《MUMEI》
大河の流れ 7
「んんん・・・」

紗希はゆっくり目を覚ました。下は砂浜。なぜか海辺でうつ伏せに寝ている。

「ハッ!」

よく見ると、自分の両手首はバイクの後ろにガッチリと拘束されている。周囲を見ると、犯人グループに囲まれていた。10人はいる。彼女はセクシーなビキニの水着姿だ。

「お目覚めかな、刑事さん?」

「ほどきなさい!」

強気に言い放ったが、紗希は内心では焦っていた。

「刑事さん。俺たちが犯人とバレてしまったら、しょうがねえ。おい」

主犯はバイクの男に言った。

「一周してきな」

「え?」紗希は慌てた。この格好で引きずられたら体をボロボロにされてしまう。「待ちなさい!」

「うるせえよ、行っていいぞ」

ここは許してもらうしかない。

「待って、待って!」紗希は両脚をバタバタさせて叫んだ。「それだけはやめて、言うことは聞きますから」

哀願に満ちた目で見つめられて、主犯はほくそ笑んだ。

「言うこと聞くって本当か?」

紗希は唇を噛むと、無念の表情で頷いた。女が言うこと聞くと言えば、一つしかない。

「よーし、刑事である前に女の子だからな。体を傷だらけにするのだけは勘弁してあげよう」

男たちは紗希の戒めをほどくと、強引に仰向けにした。美しい紗希の水着姿に犯人たちは興奮した。しかしその一瞬の油断をついて、紗希が目の前の男の後頭部にハイキック!

「がっ・・・」

立ち上がりざまに主犯のレバーにミドルキック、背後から襲いかかる敵にバックキック! ヘルメットを奪ってバイクの男の顔面を殴打!

紗希はバイクに飛び乗ると、逃走した。

「あああ、待て!」

「逃がすか!」

せっかく捕えた美しき獲物を逃がすものかと、狼の群れはバイクに乗って一斉に追いかける。紗希は犯人逮捕よりも、まずは身の安全を優先しようと必死に逃走した。多勢に無勢だ。今度捕まったら本当に何をされるかわからない。

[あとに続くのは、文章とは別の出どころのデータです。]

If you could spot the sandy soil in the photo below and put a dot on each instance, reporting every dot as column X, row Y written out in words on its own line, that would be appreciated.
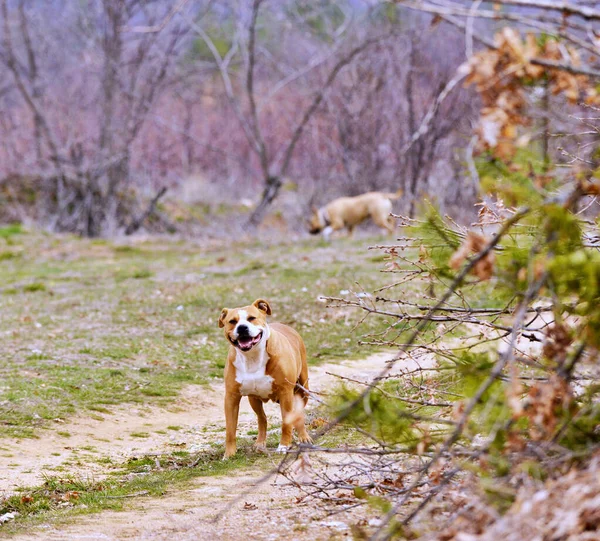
column 269, row 512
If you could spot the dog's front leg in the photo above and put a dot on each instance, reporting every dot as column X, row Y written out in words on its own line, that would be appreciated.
column 286, row 401
column 232, row 409
column 261, row 440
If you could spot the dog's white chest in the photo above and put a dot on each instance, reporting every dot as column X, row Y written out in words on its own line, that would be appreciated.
column 250, row 374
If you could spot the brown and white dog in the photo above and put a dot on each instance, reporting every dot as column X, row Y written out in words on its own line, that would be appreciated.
column 265, row 362
column 350, row 211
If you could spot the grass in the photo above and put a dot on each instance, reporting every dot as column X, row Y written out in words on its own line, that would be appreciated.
column 60, row 498
column 87, row 324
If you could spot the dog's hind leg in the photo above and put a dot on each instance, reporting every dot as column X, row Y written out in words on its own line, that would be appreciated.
column 300, row 400
column 261, row 440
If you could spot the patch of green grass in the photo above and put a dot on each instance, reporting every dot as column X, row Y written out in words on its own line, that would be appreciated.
column 139, row 435
column 33, row 287
column 61, row 497
column 112, row 335
column 11, row 230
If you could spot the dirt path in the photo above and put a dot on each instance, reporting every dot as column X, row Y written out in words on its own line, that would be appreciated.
column 270, row 514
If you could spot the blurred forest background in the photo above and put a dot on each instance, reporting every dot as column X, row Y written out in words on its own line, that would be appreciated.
column 232, row 106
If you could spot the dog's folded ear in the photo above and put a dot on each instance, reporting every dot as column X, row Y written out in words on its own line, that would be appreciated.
column 222, row 317
column 263, row 306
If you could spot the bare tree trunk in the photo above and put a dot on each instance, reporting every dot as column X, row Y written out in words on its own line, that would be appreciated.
column 270, row 192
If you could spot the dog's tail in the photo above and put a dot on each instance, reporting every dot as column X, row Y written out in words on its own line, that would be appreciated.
column 394, row 196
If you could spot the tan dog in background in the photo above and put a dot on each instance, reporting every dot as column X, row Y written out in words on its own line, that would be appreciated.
column 350, row 211
column 265, row 362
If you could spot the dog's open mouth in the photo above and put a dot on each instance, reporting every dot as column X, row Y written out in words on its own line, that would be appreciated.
column 246, row 343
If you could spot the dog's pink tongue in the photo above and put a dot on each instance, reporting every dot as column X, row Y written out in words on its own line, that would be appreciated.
column 245, row 343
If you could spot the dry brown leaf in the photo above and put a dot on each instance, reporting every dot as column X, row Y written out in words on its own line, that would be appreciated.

テレビ画面には、つづくの表示。夢のクリニックで賢吾とテレビを見ていた美紀が、笑顔で呟いた。

「紗希チャン、カッコイイなあ」

「何や、ファンなんか?」

「結構見てますよ、彼女が出るドラマや映画は」

「ほう」賢吾が感心した。「ええ子やからな。今度紹介しよう」

「またまたあ」

美紀が笑うと、賢吾は真顔で言った。

「ワイを誰思うてんねん」

「誰なんですか?」

「紗希のことは個人的に知っとるよ」

「本当ですか?」美紀は驚いた。「顔広いんですね」

「人の顔面見て顔広いって、ほっとけちゅうねん!」

「人脈のことですよう」

美紀が口を尖らせると、賢吾は小声で言った。

「口を尖らせるのは小悪魔ポーズやど」

「はい?」

賢吾はリモコンを手にした。

「しかしヒロインのピンチシーンが短過ぎやしないか?」

「短いとダメなんですか?」

真顔で聞かれて、賢吾はテレビを消した。